Objective: Spinal cord ischaemia (SCI) is a devastating risk in open thoraco-abdominal aortic aneurysm (TAAA) repair, making the reliable detection and prevention of neurological injury a clinical priority. The objective of this study was to evaluate the accuracy and clinical utility of motor evoked potential (MEP) monitoring in predicting and preventing SCI during open TAAA repair.
Methods: This retrospective case series study analysed 464 patients who underwent elective TAAA repair with MEP monitoring across two academic referral centres between 2000 and 2024. All procedures were performed by the same lead surgeon with an identical neurophysiological protocol. Significant MEP changes were defined as a consistent decrease in leg to arm ratio by more than 50%. Post-operative neurological outcomes were categorised as acute, delayed, or uncertain SCI.
Results: Significant MEP changes occurred in 108 patients (23.3%), with recovery achieved in 99 cases (91.7%) following intra-operative measures to increase spinal cord perfusion. All nine patients without MEP recovery developed acute paraplegia. Among 356 patients with stable MEPs, none developed acute SCI, though 18 (5.1%) experienced delayed paraplegia associated with post-operative haemodynamic instability. The acute SCI rate was 1.9% (9 of 464), and any form of SCI (acute, delayed, or uncertain) occurred in 7.7% of cases (36 of 464). The absence of MEP signals at the end of the operation demonstrated 100% sensitivity, 100% specificity, and 100% negative and positive predictive values for acute SCI.

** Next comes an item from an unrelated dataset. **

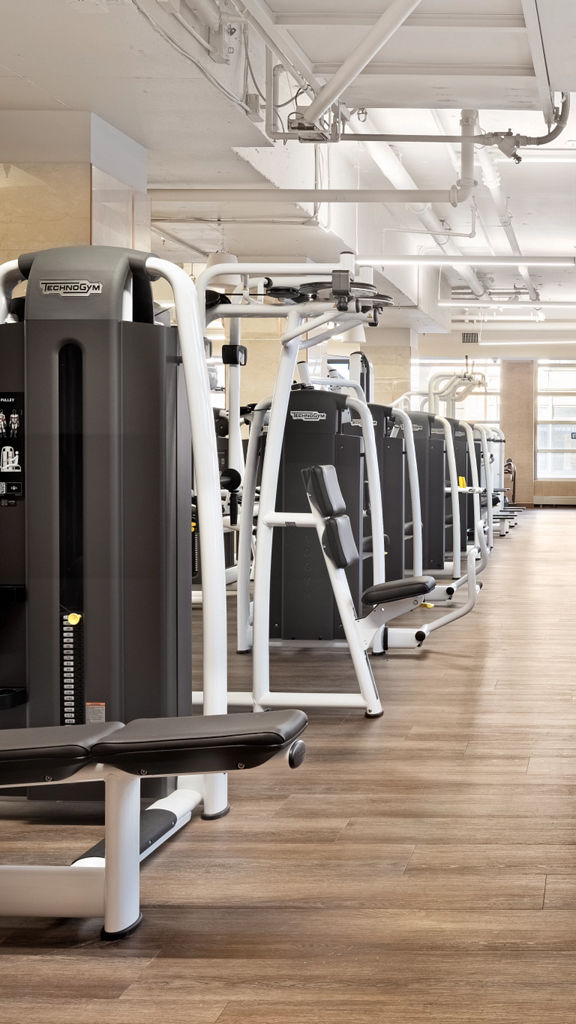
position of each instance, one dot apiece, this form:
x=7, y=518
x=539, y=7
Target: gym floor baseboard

Conclusion: MEP monitoring is an excellent method, providing a proper execution and a compatible anaesthetic protocol, for detecting acute peri-operative SCI and significantly influences decision making to prevent acute SCI during open TAAA procedures, although delayed SCI remains an important factor that may not be detected by MEP changes alone, largely owing to factors occurring after the index surgery.